Heuristic:Neuml Txtai Thread Safety Constraints
| Knowledge Sources | |
|---|---|
| Domains | Debugging, Infrastructure |
| Last Updated | 2026-02-10 00:00 GMT |
Overview
Thread safety rules for txtai embeddings: reads are thread-safe but writes require external synchronization.
Description
txtai Embeddings indexes are designed to be thread-safe for read operations (search, count, info) but not thread-safe for write operations (index, upsert, delete). This is documented in the Embeddings class docstring. Database connections similarly require external thread locking. Scheduled workflows catch and log exceptions but continue running on schedule, which can mask concurrency issues.
Usage
Apply this constraint when deploying txtai in multi-threaded environments such as API servers, web applications, or worker pools. Use external locks (e.g., `threading.Lock()`) when calling write operations from multiple threads. Read operations can be called freely from concurrent threads.

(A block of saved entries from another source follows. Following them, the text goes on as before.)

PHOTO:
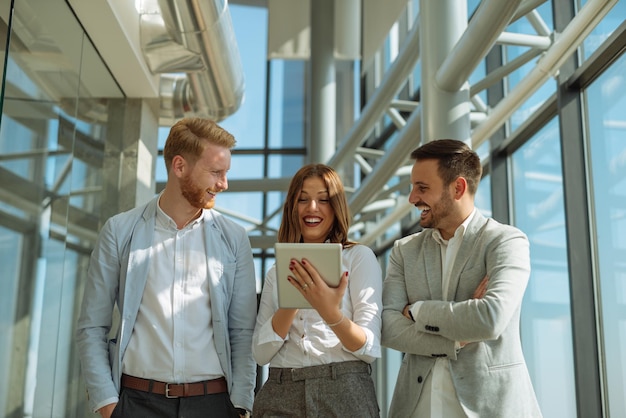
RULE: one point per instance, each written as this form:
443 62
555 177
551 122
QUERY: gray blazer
489 374
117 275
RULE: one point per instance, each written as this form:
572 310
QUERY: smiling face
315 213
433 198
203 179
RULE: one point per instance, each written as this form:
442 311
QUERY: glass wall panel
52 142
546 320
605 28
247 124
287 104
605 100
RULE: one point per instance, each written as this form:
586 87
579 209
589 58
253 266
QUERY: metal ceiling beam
490 19
391 83
565 44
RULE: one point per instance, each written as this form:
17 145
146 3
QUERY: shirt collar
458 233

The Insight (Rule of Thumb)
- Action: Use external synchronization (locks, queues) for all write operations on Embeddings instances in multi-threaded environments.
- Value: Reads are fully concurrent. Writes must be serialized.

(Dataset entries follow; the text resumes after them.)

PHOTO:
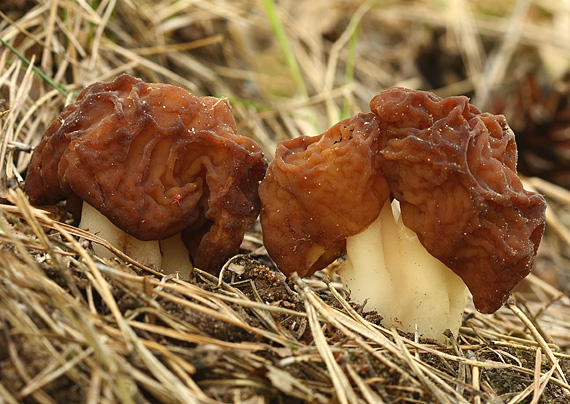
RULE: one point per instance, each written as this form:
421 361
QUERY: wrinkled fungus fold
452 169
156 161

- Trade-off: No write lock overhead for read-heavy workloads (the common case for search APIs). Write-heavy workloads need explicit coordination.
Additional rules:
- Use `torch.no_grad()` during inference to disable gradient tracking and reduce memory.
- Embeddings are streamed to disk during indexing to control memory usage for large datasets.
- Scheduled workflows swallow exceptions (log + continue) so concurrent errors do not crash the scheduler.
Reasoning
The read-safe/write-unsafe design is standard for in-memory index structures (similar to Python's dict). Writes modify internal state (ANN index, database, scoring) in ways that are not atomic. The FastAPI server handles this naturally since each request is processed on the event loop, but thread pool executors or explicit threading require care. The `torch.no_grad()` context manager is critical for inference because gradient tracking in transformers models can consume 2-3x more memory than the forward pass alone.
Code Evidence
Thread safety docstring from `embeddings/base.py:32`:
Creates a new embeddings index. Embeddings indexes are thread-safe for read operations but writes must be synchronized.
Database thread locking note from `database/rdbms.py:34`:
# Load an existing database. Thread locking must be handled externally.
torch.no_grad() usage from `pipeline/tensors.py:43-52`:
def context(self):
"""
Defines a context used to wrap processing.
Returns:
processing context
"""
return torch.no_grad()
Scheduled workflow error handling from `workflow/base.py:102-107`:
try:
for _ in self(elements):
pass
except Exception:
logger.error(traceback.format_exc())
Embeddings streamed to disk from `vectors/base.py:129-132`:
# Convert all documents to embedding arrays, stream embeddings to disk to control memory usage
with self.spool(checkpoint, vectorsid) as output:
stream = output.name